Beatrix von Storch, deputy leader of the party’s parliamentary faction, had criticised Cologne police for sending a New Year’s greeting in Arabic on Twitter.
“What the hell is going on with this country? Why is an official police site… tweeting in Arabic?” she wrote. “Did you mean to placate the barbaric, Muslim, gang-raping hordes of men?”
Ms. Von Storch’s tweet appeared to reference chaotic 2015 New Year’s Eve celebrations in Cologne, which were marred by mass sex assaults on women by men of mostly North African origin.
Cologne police told AFP the complaint alleges the tweet flouted anti-incitement laws.
Separately, prosecutors in Cologne said they had received hundreds of complaints over the AfD lawmaker’s comment.
Ms. Von Storch’s account was blocked by Twitter for 12 hours following her post, and the tweet has since been removed.
She posted the same comment on Facebook, which then also took it down, citing “incitement to hate (paragraph 130 of the German penal code)”.
Twitter and Facebook’s tough stance came as an anti-online hate speech law came into effect on January 1 in Germany.
Social media companies that fail to remove illegal inflammatory comments could face up to 50 million euros ($60 million) in fines.
AfD party chief Alexander Gauland took aim at the new rules, saying in remarks carried by national news agency DPA that the regulations are “Stasi methods that remind me of communist East Germany.”
Mr. Gauland, who is not active on social media, encouraged users of such websites to “keep publishing” the erased comments from Ms. Von Storch.
A Cologne police spokesman said it was long-standing practise to send out information in several languages during large gatherings and events.
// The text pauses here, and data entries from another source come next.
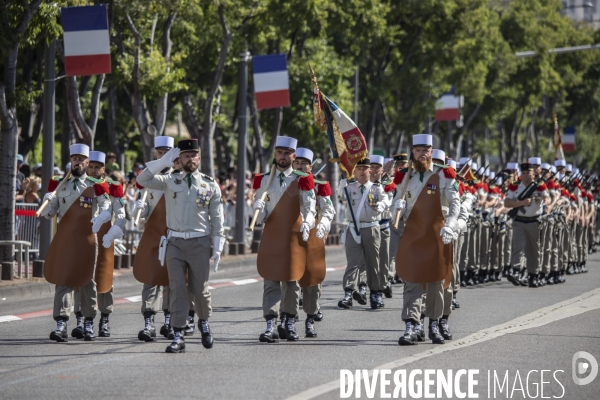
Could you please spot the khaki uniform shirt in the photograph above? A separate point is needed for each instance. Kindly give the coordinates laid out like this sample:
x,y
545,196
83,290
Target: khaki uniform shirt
x,y
191,207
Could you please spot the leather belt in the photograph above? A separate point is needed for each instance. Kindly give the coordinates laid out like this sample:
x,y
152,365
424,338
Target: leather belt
x,y
368,224
528,219
186,235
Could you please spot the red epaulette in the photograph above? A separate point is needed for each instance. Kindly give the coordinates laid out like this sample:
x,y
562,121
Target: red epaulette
x,y
399,177
306,183
324,190
101,188
257,181
449,173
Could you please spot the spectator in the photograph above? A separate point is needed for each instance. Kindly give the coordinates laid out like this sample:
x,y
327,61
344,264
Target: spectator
x,y
111,162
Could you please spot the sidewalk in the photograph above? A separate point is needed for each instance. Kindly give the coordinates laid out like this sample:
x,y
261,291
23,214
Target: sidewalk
x,y
230,268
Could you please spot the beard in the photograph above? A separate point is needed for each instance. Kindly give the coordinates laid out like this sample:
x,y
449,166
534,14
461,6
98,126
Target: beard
x,y
422,166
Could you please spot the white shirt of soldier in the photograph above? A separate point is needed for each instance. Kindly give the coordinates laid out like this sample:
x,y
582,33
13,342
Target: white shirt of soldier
x,y
280,183
537,204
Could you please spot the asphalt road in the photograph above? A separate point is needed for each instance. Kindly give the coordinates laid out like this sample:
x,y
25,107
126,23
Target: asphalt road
x,y
238,366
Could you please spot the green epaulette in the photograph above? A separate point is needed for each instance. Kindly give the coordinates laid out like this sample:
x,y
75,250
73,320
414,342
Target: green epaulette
x,y
89,178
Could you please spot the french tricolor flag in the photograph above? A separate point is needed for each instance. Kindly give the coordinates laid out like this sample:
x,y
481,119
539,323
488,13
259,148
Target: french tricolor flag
x,y
271,81
448,107
87,42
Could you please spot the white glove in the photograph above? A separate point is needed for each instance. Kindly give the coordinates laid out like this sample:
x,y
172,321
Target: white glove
x,y
166,161
49,196
113,233
218,242
259,205
321,230
447,235
305,229
101,219
400,204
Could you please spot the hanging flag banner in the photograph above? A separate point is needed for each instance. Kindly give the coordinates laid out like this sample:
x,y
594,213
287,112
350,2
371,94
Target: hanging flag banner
x,y
448,107
568,139
86,40
271,81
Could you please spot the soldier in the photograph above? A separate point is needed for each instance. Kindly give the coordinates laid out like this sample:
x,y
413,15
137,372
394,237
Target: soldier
x,y
289,213
526,232
325,213
362,237
194,214
70,259
425,251
104,263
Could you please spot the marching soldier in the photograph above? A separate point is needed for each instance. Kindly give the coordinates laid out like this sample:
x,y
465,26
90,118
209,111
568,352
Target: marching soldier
x,y
325,214
289,213
362,237
425,251
70,259
194,214
526,232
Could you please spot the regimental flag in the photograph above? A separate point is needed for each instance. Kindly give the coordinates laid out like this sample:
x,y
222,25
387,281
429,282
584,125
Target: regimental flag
x,y
447,108
271,81
568,139
347,143
557,141
87,42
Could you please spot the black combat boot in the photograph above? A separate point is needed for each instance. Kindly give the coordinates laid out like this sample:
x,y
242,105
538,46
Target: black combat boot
x,y
77,332
410,336
444,329
103,327
310,326
270,335
178,343
207,339
148,334
60,333
434,332
361,295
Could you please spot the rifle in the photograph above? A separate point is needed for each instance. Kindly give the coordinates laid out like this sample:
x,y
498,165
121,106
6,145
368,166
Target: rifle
x,y
527,193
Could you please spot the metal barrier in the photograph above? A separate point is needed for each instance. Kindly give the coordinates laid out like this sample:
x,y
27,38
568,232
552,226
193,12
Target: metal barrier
x,y
19,251
27,226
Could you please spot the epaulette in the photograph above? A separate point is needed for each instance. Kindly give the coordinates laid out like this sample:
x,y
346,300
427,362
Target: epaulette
x,y
324,190
306,182
53,183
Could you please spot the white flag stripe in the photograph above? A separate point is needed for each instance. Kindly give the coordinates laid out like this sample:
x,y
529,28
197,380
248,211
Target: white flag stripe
x,y
447,101
271,81
344,122
86,43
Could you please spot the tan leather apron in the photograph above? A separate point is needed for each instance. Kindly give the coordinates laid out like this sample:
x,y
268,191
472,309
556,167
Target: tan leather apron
x,y
72,252
146,267
422,256
282,252
315,260
105,263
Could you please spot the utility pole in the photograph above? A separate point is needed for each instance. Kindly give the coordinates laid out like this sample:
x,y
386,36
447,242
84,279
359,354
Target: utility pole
x,y
48,142
240,223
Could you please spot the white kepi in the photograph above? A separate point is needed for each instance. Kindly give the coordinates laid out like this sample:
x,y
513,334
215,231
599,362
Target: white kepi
x,y
423,139
302,152
163,141
286,142
98,156
79,149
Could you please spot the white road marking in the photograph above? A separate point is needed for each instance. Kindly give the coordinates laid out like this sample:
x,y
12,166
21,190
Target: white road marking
x,y
569,308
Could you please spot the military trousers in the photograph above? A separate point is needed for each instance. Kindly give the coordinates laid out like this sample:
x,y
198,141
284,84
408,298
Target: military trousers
x,y
413,298
526,242
364,253
191,256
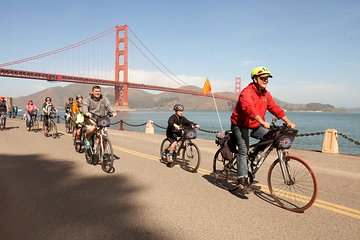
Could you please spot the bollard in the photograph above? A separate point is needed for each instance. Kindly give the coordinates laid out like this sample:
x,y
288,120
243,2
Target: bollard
x,y
121,125
149,127
331,143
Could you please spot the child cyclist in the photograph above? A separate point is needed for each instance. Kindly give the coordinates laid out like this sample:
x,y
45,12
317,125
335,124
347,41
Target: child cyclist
x,y
173,130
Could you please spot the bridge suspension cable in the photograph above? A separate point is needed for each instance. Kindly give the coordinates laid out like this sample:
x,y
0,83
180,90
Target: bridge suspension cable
x,y
147,49
100,35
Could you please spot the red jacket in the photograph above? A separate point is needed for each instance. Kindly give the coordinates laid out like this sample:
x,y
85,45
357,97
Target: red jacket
x,y
251,103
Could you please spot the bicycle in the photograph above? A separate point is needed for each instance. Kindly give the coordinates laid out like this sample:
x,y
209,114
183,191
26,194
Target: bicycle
x,y
34,123
189,151
52,128
291,181
101,146
80,144
2,120
69,124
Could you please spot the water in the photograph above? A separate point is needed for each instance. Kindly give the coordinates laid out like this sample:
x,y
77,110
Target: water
x,y
306,122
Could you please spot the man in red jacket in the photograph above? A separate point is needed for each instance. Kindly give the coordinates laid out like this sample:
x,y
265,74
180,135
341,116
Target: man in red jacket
x,y
248,117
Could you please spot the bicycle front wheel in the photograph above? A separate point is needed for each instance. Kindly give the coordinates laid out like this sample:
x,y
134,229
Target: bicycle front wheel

“We simply want people to be able to understand us,” said the spokesman.
The AfD took 92 parliamentary seats in September elections — the strongest showing for a far-right party in the post-war era — as it capitalised on discontent over the more than one million asylum seekers who have arrived in Germany since 2015.
The refugee issue has again captured public attention over the New Year, with a debate about whether asylum seekers claiming to be minors should submit to medical checks such as hand X-rays to determine their age.
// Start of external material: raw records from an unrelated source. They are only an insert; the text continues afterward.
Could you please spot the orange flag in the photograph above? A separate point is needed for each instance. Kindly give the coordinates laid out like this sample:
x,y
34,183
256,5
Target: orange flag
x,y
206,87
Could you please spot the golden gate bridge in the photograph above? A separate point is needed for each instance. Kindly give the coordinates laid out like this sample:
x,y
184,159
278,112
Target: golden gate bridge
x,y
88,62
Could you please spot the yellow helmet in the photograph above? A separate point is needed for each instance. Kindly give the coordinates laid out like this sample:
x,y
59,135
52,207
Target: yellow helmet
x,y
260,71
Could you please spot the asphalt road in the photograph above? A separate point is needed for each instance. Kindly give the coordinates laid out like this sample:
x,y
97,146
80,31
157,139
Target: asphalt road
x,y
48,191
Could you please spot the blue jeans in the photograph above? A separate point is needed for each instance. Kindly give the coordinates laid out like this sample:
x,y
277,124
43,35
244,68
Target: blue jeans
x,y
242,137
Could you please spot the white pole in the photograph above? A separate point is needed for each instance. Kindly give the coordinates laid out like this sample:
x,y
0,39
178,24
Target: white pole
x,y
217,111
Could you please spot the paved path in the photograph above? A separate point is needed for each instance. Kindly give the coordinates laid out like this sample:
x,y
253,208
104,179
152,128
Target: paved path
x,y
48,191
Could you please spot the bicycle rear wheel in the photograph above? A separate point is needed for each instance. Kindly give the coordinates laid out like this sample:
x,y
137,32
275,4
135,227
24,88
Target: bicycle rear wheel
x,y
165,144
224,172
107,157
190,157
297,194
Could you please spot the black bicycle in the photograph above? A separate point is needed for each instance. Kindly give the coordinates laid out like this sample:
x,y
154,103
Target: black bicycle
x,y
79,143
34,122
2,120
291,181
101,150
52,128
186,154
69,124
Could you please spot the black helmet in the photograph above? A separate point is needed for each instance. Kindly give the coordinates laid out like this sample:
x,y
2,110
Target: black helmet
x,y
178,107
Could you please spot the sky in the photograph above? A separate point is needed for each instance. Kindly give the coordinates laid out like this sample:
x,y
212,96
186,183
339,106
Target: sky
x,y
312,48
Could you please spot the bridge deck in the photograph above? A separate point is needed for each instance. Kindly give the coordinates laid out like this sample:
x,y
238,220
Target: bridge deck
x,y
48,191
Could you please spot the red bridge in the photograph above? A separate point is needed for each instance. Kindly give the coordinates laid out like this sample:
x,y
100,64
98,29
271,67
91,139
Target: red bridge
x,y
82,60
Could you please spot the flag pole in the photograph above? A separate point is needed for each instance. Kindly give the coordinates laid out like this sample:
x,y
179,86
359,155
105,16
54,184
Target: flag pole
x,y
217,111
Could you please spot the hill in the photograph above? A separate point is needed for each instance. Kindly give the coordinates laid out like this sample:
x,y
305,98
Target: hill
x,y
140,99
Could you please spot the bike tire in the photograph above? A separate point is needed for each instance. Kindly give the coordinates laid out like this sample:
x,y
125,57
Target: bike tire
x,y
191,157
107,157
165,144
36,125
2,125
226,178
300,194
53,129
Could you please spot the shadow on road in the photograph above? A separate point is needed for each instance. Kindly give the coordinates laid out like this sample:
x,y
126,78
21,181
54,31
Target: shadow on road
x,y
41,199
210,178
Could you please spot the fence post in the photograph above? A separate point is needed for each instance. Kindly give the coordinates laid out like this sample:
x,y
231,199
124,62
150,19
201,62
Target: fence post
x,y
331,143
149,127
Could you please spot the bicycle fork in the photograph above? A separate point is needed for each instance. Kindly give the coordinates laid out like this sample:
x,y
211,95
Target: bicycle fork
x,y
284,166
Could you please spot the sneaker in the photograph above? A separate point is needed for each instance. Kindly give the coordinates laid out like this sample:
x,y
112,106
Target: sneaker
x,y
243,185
Conservatives, especially from Chancellor Angela Merkel‘s camp, have pushed to standardise the probes after the murder of a 15-year-old girl in the western town of Kandel by her Afghan ex-boyfriend.
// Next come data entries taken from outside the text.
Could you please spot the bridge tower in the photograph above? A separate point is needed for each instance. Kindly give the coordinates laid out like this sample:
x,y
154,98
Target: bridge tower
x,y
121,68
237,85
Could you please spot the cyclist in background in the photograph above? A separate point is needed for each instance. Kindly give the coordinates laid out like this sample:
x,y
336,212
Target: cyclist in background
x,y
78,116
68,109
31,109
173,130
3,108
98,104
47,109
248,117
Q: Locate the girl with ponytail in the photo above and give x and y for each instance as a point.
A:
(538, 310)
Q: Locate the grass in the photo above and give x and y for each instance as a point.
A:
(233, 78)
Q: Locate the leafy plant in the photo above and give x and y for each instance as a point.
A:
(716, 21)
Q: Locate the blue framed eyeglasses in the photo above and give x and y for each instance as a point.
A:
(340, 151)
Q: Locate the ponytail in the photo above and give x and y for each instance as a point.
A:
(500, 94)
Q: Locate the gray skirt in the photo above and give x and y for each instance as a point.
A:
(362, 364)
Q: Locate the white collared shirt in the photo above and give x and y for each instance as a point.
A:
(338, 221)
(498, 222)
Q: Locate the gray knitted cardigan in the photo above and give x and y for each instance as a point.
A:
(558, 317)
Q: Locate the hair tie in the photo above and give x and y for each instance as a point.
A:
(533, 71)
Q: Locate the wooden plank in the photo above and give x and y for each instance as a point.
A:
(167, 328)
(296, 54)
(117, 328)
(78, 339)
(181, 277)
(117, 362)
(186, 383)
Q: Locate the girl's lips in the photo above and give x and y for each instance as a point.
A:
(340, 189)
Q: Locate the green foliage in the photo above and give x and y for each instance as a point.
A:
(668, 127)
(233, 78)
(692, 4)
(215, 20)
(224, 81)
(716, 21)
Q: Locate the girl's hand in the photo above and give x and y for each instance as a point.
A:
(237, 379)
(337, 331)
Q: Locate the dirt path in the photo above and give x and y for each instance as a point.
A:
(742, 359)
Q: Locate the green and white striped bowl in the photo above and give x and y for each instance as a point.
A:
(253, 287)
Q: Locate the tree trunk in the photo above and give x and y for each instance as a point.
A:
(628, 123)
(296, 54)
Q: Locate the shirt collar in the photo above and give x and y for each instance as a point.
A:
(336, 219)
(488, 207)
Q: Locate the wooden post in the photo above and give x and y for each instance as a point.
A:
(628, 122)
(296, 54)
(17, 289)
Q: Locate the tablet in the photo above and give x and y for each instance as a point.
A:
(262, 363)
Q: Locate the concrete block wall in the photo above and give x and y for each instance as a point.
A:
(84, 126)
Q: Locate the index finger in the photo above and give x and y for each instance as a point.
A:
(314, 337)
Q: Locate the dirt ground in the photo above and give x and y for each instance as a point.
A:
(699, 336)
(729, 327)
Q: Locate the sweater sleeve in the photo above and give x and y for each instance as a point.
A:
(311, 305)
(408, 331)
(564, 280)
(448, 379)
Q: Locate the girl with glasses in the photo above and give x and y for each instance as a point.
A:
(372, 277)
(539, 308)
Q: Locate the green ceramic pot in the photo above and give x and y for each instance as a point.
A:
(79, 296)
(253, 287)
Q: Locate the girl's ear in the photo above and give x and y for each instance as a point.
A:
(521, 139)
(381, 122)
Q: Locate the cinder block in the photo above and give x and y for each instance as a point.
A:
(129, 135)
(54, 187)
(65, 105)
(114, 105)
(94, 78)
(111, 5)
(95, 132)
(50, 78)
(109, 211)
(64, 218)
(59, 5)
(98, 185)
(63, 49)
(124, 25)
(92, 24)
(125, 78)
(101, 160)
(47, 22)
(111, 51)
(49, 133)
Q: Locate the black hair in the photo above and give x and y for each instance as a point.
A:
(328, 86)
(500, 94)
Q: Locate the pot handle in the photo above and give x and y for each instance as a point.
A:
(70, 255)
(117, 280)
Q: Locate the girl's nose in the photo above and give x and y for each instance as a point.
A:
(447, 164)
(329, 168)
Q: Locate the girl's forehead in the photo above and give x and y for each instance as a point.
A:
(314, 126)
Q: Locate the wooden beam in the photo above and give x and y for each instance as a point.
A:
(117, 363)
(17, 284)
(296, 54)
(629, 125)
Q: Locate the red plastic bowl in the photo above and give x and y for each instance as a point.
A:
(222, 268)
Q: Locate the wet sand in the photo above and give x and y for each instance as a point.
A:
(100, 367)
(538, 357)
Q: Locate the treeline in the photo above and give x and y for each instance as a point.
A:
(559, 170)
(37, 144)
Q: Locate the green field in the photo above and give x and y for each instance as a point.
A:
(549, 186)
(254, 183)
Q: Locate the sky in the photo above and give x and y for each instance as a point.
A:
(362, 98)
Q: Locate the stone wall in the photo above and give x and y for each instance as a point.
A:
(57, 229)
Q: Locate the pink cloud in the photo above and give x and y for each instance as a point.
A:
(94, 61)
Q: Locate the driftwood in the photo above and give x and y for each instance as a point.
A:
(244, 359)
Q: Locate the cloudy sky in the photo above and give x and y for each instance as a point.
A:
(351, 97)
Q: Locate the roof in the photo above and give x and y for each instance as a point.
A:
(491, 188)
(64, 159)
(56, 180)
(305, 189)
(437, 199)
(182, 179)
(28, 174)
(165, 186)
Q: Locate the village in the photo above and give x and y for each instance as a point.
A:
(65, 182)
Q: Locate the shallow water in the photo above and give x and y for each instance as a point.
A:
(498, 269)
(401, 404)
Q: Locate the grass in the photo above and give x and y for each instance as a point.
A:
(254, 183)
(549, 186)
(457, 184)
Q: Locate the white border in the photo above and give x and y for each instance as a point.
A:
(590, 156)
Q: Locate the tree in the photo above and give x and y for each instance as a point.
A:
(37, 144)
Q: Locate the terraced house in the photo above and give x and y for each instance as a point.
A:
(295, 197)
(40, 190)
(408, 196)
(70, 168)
The perpetrator claims to be the same age as the victim, but the girl’s father believes him to be significantly older.
Universal medical age checks for refugees “would be an encroachment on welfare,” radiologist and German Medical Association president Frank Ulrich Montgomery told the Sueddeutsche Zeitung newspaper in response to the calls.
“X-raying without any medical indication is interference with people’s bodily integrity.”